The only RHD Roadster of the 258 made for the French market, number 413 was first owned by Princess Nina Aga Khan, the former Nina Sheila Dyer who became a top model in France, where she later ended her life with an overdose of sleeping pills. The E Type body with depressing back-story and panels, but without engine, gearbox or any other parts for that matter, was auctioned at ‘No Reserve’ and made £23,650.

The highest priced car of the afternoon was a Herefordshire domiciled Ferrari Challenge specified, former Category C crash repaired 2002 360 Modena, a unique road legal Ferrari racer, which sold for £72,150 with premium, forecast money. A ground-up restored and better than new in 1954 Land Rover S1 86ins in RAF Blue was, indeed, “stunning” and deserved its £21,120 valuation by a new owner – and a front of rostrum parked and original right-hand drive 1955 Fiat Topolino, fresh from a down to last nut and bolt rebuild, also raised a higher than predicted £15,400.

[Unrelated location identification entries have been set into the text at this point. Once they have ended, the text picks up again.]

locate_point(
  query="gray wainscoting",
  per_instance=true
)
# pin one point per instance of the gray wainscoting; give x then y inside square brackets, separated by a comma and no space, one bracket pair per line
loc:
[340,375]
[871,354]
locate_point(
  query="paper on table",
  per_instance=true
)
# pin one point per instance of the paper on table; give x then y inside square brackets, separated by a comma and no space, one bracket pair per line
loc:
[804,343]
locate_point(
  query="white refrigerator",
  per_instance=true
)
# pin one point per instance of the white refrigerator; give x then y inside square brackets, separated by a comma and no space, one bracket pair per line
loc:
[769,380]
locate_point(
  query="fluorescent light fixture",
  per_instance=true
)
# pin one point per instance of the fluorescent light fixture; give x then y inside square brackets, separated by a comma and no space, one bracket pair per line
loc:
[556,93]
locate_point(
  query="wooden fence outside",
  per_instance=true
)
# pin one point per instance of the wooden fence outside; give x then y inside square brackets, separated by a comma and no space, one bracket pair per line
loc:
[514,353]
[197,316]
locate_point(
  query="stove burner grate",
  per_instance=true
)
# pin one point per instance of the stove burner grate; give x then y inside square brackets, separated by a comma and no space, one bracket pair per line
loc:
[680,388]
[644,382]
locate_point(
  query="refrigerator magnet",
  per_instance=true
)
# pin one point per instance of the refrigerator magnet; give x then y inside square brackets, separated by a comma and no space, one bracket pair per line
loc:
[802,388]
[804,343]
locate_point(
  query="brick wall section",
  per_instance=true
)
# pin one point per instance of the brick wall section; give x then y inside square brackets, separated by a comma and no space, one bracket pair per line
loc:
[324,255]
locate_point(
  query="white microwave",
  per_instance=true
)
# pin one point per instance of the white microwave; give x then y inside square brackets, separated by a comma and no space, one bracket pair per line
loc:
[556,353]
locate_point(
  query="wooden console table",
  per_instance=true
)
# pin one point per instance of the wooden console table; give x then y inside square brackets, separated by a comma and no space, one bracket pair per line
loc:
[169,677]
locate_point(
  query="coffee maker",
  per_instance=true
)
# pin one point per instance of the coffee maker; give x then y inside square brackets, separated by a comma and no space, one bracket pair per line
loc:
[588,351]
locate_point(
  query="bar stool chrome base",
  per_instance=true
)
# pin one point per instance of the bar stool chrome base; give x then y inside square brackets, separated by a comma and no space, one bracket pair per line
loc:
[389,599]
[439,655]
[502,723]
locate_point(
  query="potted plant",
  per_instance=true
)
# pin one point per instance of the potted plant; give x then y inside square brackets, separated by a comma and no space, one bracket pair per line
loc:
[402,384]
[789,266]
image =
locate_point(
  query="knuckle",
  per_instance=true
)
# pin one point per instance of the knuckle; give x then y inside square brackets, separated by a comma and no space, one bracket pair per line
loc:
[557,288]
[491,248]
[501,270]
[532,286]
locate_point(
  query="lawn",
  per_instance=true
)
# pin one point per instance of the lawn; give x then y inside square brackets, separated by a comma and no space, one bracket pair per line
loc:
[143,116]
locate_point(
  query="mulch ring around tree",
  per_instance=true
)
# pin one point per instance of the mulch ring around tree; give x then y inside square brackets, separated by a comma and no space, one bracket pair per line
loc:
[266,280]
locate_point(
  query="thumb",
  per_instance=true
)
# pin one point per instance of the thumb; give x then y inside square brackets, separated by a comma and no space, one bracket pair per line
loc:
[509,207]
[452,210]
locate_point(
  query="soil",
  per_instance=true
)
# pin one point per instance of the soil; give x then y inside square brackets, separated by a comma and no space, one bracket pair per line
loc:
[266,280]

Much viewed by matured chaps in cloth caps was a pre-war 1934 Riley 12/6 Mentone Sports-Saloon with straight-six motor, Art Deco inspired interior and MG prefix reg, which was auctioned ‘Without Reserve’ and fetched £13,750. A 1965 Triumph TR4A IRS sold for £16,600 had been one doctor owned since 1972 and latterly only driven during annual summer visits to the UK from his Australian home. Lady Pidgeon of Great Brampton House Antiques had gifted a disc-braked and telescopic shocked 1970 Morris Minor 1000 Traveller in her Rolls-Royce matching Royal Blue with Charles Ware supplied comfy seats to a former employee on his retirement. The half-timbered Estate changed hands here for £7810.

Despite crying out for much re-commissioning, a ‘No Reserve’ 1989 Middlebridge, rather than Reliant-made Scimitar with Ford Scorpio 2.9 V6i and overdrive replacing 5-speed manual box sold for £5500. An apparently nicely prepped Barnard Formula 6 - a 150cc 3.5hp Briggs & Stratton powered go-kart with single-seater body-work bought off Tom Barnard’s stand at the 1967 Racing Car Show (£185 in kit form, ready-built for considerably more) - made £2200. Two Aston Martin test engines in unknown internal condition were vry much larger, heavier and cheaper, a 2007 DBS 6.0 V12 AM08 for rebuilding selling for £1760 and a rebuild-ready 2010 Rapide 6.0 V12 AM16 for £1650.

By far the most motor car for the money though was a retirement driven Weddings Cars lot consisting of three white-ribboned, chauffeur-driven redundancies, a 1979 Silver Shadow II Roller and a brace of matching E-Class Mercs which were hammered away for £8250 as a job lot. By the time the large car park had emptied and several hundred attendees had returned home round many bends to their laptops, and before any further post-sale provisional conversions had been added to the Brightwells website, 91 cars, 78% of the total offered, had sold for £954,370 including premium.